Em um cluster Kubernetes 1.25 com 2 controladores Ubuntu, após detectar a expiração de certificados dentro de /etc/kubernetes/pki, lançamos o comando 'kubeadm promote all' em ambos os nós controladores e reinicializamos os nós.
Após a reinicialização, o kube-apiserver não consegue mais inicializar e seu contêiner docker continua travando.
Os logs do docker reclamam de não alcançar o servidor oidc (é um pod keycloak), então parece que o conector oidc é obrigatório para iniciar o servidor api:
{"log":"I0805 13:24:51.011009 1 plugins.go:158] Loaded 12 mutating admission controller(s) successfully in the following order: NamespaceLifecycle,LimitRanger,ServiceAccount,NodeRestriction,TaintNodesByCondition,Priority,DefaultTolerationSeconds,DefaultStorageClass,StorageObjectInUseProtection,RuntimeClass,DefaultIngressClass,MutatingAdmissionWebhook.\n","stream":"stderr","time":"2024-08-05T13:24:51.011063776Z"}
{"log":"I0805 13:24:51.011027 1 plugins.go:161] Loaded 11 validating admission controller(s) successfully in the following order: LimitRanger,ServiceAccount,PodSecurity,Priority,PersistentVolumeClaimResize,RuntimeClass,CertificateApproval,CertificateSigning,CertificateSubjectRestriction,ValidatingAdmissionWebhook,ResourceQuota.\n","stream":"stderr","time":"2024-08-05T13:24:51.011072396Z"}
{"log":"I0805 13:24:51.013060 1 etcd.go:292] \"Using watch cache\" resource=\"customresourcedefinitions.apiextensions.k8s.io\"\n","stream":"stderr","time":"2024-08-05T13:24:51.013133647Z"}
{"log":"E0805 13:25:01.010261 1 oidc.go:335] oidc authenticator: initializing plugin: Get \"https://10.10.2.123/admin/master/console/#/MYORGANIZATION/.well-known/openid-configuration\": dial tcp 10.10.2.123:443: connect: connection refused\n","stream":"stderr","time":"2024-08-05T13:25:01.010450438Z"}
{"log":"E0805 13:25:11.009612 1 oidc.go:335] oidc authenticator: initializing plugin: Get \"https://10.10.2.123/admin/master/console/#/MYORGANIZATION/.well-known/openid-configuration\": dial tcp 10.10.2.123:443: connect: connection refused\n","stream":"stderr","time":"2024-08-05T13:25:11.009785705Z"}
Os logs do kubelet dizem que o kubelet não consegue encontrar o primeiro nó do kubernetes (esperado porque o kube-apiserver não está funcionando):
Aug 05 16:33:21 mynode1hostname kubelet[3556]: E0805 16:33:21.973266 3556 kubelet.go:2448] "Error getting node" err="node \"mynode1hostname\" not found"

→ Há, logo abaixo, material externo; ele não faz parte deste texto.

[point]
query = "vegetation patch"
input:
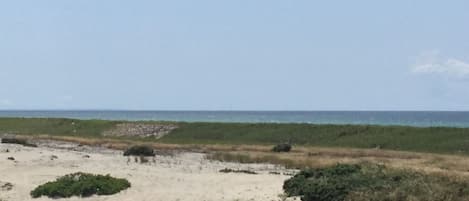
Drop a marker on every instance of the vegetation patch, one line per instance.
(228, 170)
(282, 148)
(373, 182)
(82, 185)
(139, 150)
(405, 138)
(17, 141)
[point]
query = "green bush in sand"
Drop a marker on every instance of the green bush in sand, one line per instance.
(367, 182)
(81, 184)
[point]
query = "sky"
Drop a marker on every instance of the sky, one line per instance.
(234, 55)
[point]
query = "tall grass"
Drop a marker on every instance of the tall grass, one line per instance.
(430, 139)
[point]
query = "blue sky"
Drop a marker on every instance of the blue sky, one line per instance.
(234, 55)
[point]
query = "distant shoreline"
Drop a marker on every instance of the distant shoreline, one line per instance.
(402, 118)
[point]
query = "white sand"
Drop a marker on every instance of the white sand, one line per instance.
(185, 176)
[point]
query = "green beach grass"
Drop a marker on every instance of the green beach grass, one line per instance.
(404, 138)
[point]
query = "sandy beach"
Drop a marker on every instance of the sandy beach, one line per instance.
(183, 176)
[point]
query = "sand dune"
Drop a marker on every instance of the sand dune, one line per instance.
(178, 177)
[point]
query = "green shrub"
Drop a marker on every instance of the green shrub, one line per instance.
(367, 182)
(139, 150)
(17, 141)
(282, 148)
(81, 184)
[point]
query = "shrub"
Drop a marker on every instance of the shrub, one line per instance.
(282, 148)
(81, 184)
(373, 182)
(17, 141)
(139, 150)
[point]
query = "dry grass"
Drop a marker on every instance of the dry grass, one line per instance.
(299, 157)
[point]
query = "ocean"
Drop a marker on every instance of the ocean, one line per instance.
(407, 118)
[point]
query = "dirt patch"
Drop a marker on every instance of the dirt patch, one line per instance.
(141, 130)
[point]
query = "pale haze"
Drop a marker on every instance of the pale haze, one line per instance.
(234, 55)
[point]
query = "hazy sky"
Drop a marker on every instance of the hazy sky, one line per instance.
(234, 55)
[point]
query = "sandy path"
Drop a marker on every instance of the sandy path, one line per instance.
(185, 176)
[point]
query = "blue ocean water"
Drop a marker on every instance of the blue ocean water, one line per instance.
(410, 118)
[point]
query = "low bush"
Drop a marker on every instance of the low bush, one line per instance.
(373, 182)
(81, 184)
(17, 141)
(282, 148)
(139, 150)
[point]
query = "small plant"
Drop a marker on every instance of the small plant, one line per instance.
(139, 150)
(17, 141)
(285, 147)
(81, 184)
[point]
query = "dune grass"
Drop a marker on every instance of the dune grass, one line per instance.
(430, 139)
(358, 182)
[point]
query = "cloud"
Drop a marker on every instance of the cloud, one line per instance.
(5, 102)
(432, 63)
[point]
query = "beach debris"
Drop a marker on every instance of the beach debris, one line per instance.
(17, 141)
(228, 170)
(6, 186)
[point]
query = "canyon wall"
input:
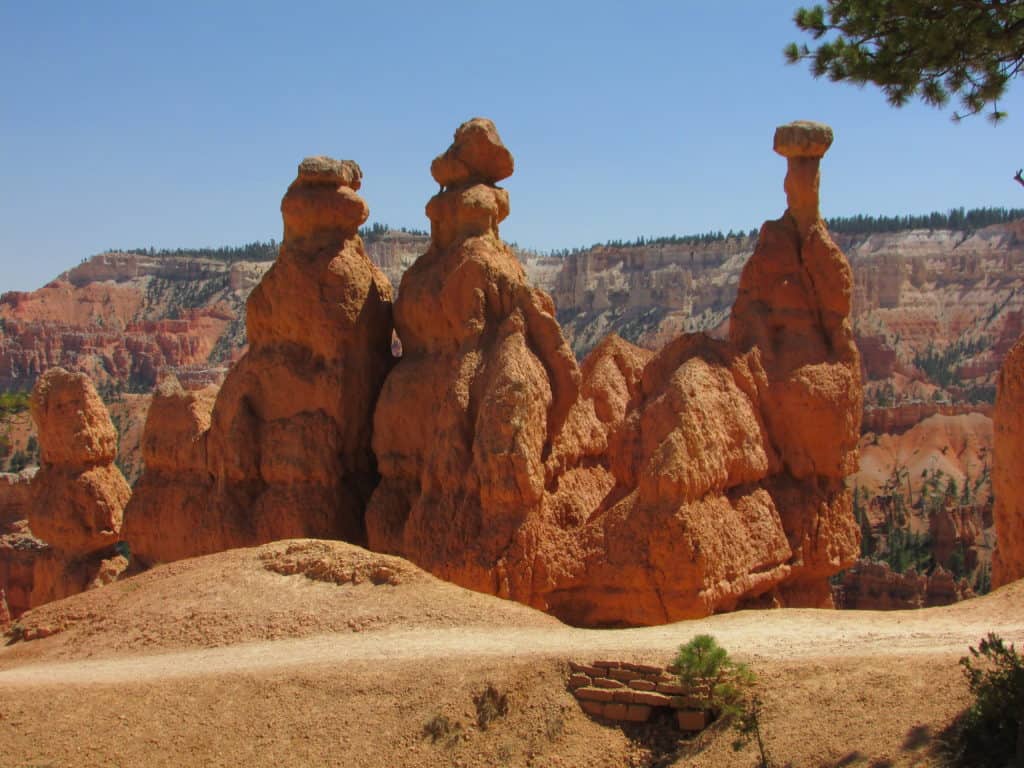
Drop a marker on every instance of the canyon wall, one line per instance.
(1008, 470)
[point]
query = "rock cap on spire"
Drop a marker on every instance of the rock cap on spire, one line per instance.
(476, 156)
(803, 138)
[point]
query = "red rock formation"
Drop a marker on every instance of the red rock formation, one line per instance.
(15, 497)
(1008, 470)
(5, 616)
(78, 495)
(132, 354)
(287, 453)
(639, 489)
(485, 368)
(73, 505)
(169, 517)
(873, 586)
(899, 419)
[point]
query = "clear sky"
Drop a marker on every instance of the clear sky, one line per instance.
(178, 124)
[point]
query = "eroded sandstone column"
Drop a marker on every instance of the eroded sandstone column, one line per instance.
(792, 311)
(78, 496)
(286, 450)
(465, 421)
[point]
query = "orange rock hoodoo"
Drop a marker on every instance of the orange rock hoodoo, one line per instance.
(632, 488)
(58, 526)
(78, 496)
(1008, 469)
(285, 451)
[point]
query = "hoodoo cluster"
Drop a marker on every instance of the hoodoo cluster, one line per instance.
(630, 488)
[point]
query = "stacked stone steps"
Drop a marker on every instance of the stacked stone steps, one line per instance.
(629, 692)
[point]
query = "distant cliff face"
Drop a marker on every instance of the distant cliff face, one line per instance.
(934, 311)
(125, 318)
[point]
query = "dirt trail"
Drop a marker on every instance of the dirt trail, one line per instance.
(767, 635)
(285, 656)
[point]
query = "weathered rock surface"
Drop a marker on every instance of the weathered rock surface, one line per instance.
(285, 452)
(5, 617)
(873, 586)
(634, 488)
(58, 524)
(1008, 470)
(78, 496)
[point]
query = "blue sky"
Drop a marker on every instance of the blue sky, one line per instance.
(170, 124)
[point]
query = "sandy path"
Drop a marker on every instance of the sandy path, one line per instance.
(775, 635)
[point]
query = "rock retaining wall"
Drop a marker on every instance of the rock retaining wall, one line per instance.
(630, 692)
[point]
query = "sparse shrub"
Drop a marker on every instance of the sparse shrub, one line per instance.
(704, 660)
(491, 705)
(439, 728)
(991, 731)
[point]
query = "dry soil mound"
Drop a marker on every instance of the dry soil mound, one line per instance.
(287, 589)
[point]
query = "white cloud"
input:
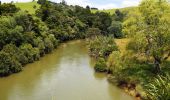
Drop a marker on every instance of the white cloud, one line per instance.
(128, 3)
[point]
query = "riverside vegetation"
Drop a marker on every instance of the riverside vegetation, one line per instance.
(142, 67)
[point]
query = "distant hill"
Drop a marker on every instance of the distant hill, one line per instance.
(111, 11)
(29, 6)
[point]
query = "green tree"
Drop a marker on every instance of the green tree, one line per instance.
(152, 36)
(159, 89)
(8, 65)
(116, 29)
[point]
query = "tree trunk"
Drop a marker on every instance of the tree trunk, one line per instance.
(157, 66)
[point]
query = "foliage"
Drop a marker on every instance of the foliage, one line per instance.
(151, 35)
(102, 46)
(30, 7)
(100, 65)
(159, 89)
(8, 8)
(116, 29)
(8, 64)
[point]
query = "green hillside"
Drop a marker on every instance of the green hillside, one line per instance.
(111, 11)
(29, 6)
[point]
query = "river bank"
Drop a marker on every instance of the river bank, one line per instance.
(66, 73)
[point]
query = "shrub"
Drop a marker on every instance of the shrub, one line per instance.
(100, 66)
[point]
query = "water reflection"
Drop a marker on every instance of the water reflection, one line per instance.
(66, 74)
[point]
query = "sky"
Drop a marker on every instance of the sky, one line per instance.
(101, 4)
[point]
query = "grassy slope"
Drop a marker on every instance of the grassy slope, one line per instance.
(28, 6)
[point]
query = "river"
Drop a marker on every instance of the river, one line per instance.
(65, 74)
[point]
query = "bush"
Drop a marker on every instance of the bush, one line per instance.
(8, 64)
(100, 66)
(102, 46)
(159, 89)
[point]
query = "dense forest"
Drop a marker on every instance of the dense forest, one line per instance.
(142, 67)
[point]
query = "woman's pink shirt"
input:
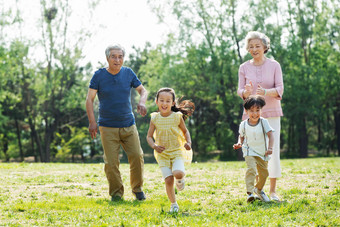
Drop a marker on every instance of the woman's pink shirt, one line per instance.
(268, 75)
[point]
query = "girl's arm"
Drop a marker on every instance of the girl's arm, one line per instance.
(239, 142)
(150, 141)
(186, 133)
(271, 143)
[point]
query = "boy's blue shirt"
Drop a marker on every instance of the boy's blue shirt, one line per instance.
(114, 94)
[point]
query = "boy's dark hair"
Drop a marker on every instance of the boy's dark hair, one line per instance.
(185, 106)
(254, 100)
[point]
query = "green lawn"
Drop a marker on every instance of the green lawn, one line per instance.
(77, 194)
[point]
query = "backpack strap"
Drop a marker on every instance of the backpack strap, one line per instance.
(264, 135)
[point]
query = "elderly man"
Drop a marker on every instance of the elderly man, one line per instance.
(116, 120)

Aug 05 16:33:22 mynode1hostname kubelet[3556]: E0805 16:33:22.032233 3556 controller.go:144] failed to ensure lease exists, will retry in 7s, error: Get "https://10.10.2.123:6443/apis/coordination.k8s.io/v1/namespaces/kube-node-lease/leases/mynode1hostname?timeout=10s": dial tcp 10.10.2.123:6443: connect: connection refused
Aug 05 16:33:22 mynode1hostname kubelet[3556]: E0805 16:33:22.074320 3556 kubelet.go:2448] "Error getting node" err="node \"mynode1hostname\" not found"
Aug 05 16:33:22 mynode1hostname kubelet[3556]: E0805 16:33:22.083596 3556 file.go:182] "Provided manifest path is a directory, not recursing into manifest path" path="/etc/kubernetes/manifests/BACKUP"
Aug 05 16:33:22 mynode1hostname kubelet[3556]: E0805 16:33:22.174820 3556 kubelet.go:2448] "Error getting node" err="node \"mynode1hostname\" not found"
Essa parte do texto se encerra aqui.